Grosse Not, grössere Hoffnung
Friedenshoffnungen für Libyens Christen
Noch sind die Friedenshoffnungen für Libyen sehr vage. Ein dauerhafter Fortschritt würde vor allem auch für die christliche Gemeinschaft viele Türen öffnen.
Der Pastorentochter und heutigen deutschen Bundeskanzlerin Angela Merkel ist es am 19. Januar gelungen, erstmals alle Akteure und Hintermänner des nun schon neun Jahre anhaltenden Bürgerkriegs in Libyen an einen Tisch zu bringen.
Der General und der Islamist
Die bislang nur dem politislamisch ausgerichteten Fajes as-Sarradsch in Tripolis gewährte internationale Anerkennung wurde in Berlin faktisch auf seinen östlichen Gegenspieler Halifa Haftar ausgeweitet.
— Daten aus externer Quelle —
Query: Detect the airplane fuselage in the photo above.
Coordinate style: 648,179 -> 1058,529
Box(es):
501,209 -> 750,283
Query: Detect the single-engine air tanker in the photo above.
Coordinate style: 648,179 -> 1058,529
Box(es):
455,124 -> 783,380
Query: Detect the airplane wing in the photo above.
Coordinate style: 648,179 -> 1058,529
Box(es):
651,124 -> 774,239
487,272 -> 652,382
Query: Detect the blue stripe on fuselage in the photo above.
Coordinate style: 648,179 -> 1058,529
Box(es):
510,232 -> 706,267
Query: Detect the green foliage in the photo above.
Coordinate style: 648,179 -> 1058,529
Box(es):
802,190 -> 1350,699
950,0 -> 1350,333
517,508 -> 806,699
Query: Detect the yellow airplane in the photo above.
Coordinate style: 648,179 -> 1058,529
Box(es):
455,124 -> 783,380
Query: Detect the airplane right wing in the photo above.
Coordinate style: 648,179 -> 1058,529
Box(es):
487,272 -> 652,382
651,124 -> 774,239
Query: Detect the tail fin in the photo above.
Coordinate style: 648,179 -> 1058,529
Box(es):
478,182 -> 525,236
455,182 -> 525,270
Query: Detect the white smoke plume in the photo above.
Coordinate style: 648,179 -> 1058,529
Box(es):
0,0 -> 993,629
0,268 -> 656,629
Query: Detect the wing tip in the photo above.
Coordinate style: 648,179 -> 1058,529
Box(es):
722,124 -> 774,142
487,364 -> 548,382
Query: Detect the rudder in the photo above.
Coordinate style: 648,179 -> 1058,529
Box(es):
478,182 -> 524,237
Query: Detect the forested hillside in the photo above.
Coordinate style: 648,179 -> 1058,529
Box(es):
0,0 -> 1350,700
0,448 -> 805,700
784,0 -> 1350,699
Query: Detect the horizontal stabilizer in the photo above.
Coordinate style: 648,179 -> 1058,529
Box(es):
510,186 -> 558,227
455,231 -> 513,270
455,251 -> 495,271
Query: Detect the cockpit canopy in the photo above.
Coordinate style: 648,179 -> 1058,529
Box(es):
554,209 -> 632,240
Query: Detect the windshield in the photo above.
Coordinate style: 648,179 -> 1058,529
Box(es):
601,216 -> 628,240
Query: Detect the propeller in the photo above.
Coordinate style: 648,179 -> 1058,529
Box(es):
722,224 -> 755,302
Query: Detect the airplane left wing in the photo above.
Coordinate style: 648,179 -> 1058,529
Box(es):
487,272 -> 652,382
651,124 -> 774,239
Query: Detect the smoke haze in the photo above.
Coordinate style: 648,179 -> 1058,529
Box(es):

Dieser war es immerhin, der den Greueln der libyschen Islamisten – das bekannt gewordene Köpfen von 21 koptischen Christen oder der Mord an 26 christlichen Äthiopiern, die nicht Jesus verleugnen und den Islam annehmen wollten – ein Ende bereitet hat. Sarradsch hingegen wird von zwei radikalen Muslimgruppen unterstützt: Der mit dem globalen Terrornetzwerk Al-Kaida liierten Miliz «Fadschr Libija» (Libysche Morgenröte) und den «Madchalisten», einer salafistischen Richtung. Diese ist zwar in militärischer Hinsicht die schwächere, hat aber über viele ihr nahestehende Moscheeprediger starken ideologischen Einfluss. Die Bilder der Demonstrationen in Tripolis, von denen der Berliner Gipfel begleitet wurde, zeigten mit Kopftüchern und Bärten, Allahu-Akbar-Rufen und Spruchbändern klar diese islamistische Komponente.
Berliner Friedensprozess
In Europa hatte sich mit zunehmendem Anschwellen des afrikanischen Migrantenstromes – vier Fünftel von ihnen mit Libyen als Zwischenstation – spätestens 2015 die Einsicht durchgesetzt, dass diese Problematik beim besten Willen nicht länger mit grossherziger Aufnahmebereitschaft allein zu bewältigen war. Der Plan, die neue Völkerwanderung an ihren Startlöchern zur riskanten Überquerung des Mittelmeers abzufangen, umzulenken und ihre sozialen Auswanderungszwänge zu mildern, hatte von Anfang an beim gesamten «Berliner Friedensprozess» der letzten fünf Jahre Pate gestanden.
Eile tut not
Nachdem dabei der Grundsatz «Eile mit Weile» zu gelten schien, tut jetzt bei Umsetzung der Berliner Beschlüsse Eile not. Nur dann wird sich dieser «Gipfel von Berlin» dem «Berliner Kongress» ebenbürtig erweisen, der 1878 den Balkanchristen 35 friedliche und konstruktive Jahre gesichert hatte. Grund zur Hoffnung ist jedenfalls dadurch gegeben, dass Libyen eines der wenigen islamischen Länder ist, das Evangelisation von Muslimen und ihre Hinwendung zu Jesus nicht unter Todesstrafe stellt. Abgesehen davon, dass – im Unterschied von Saudi-Arabien – christliche Kirchenbauten gestattet sind. Wenn sie auch noch dem organisierten Verbrechen unter dem Deckmantel islamischer Strenggläubigkeit als Angriffsziele dienen.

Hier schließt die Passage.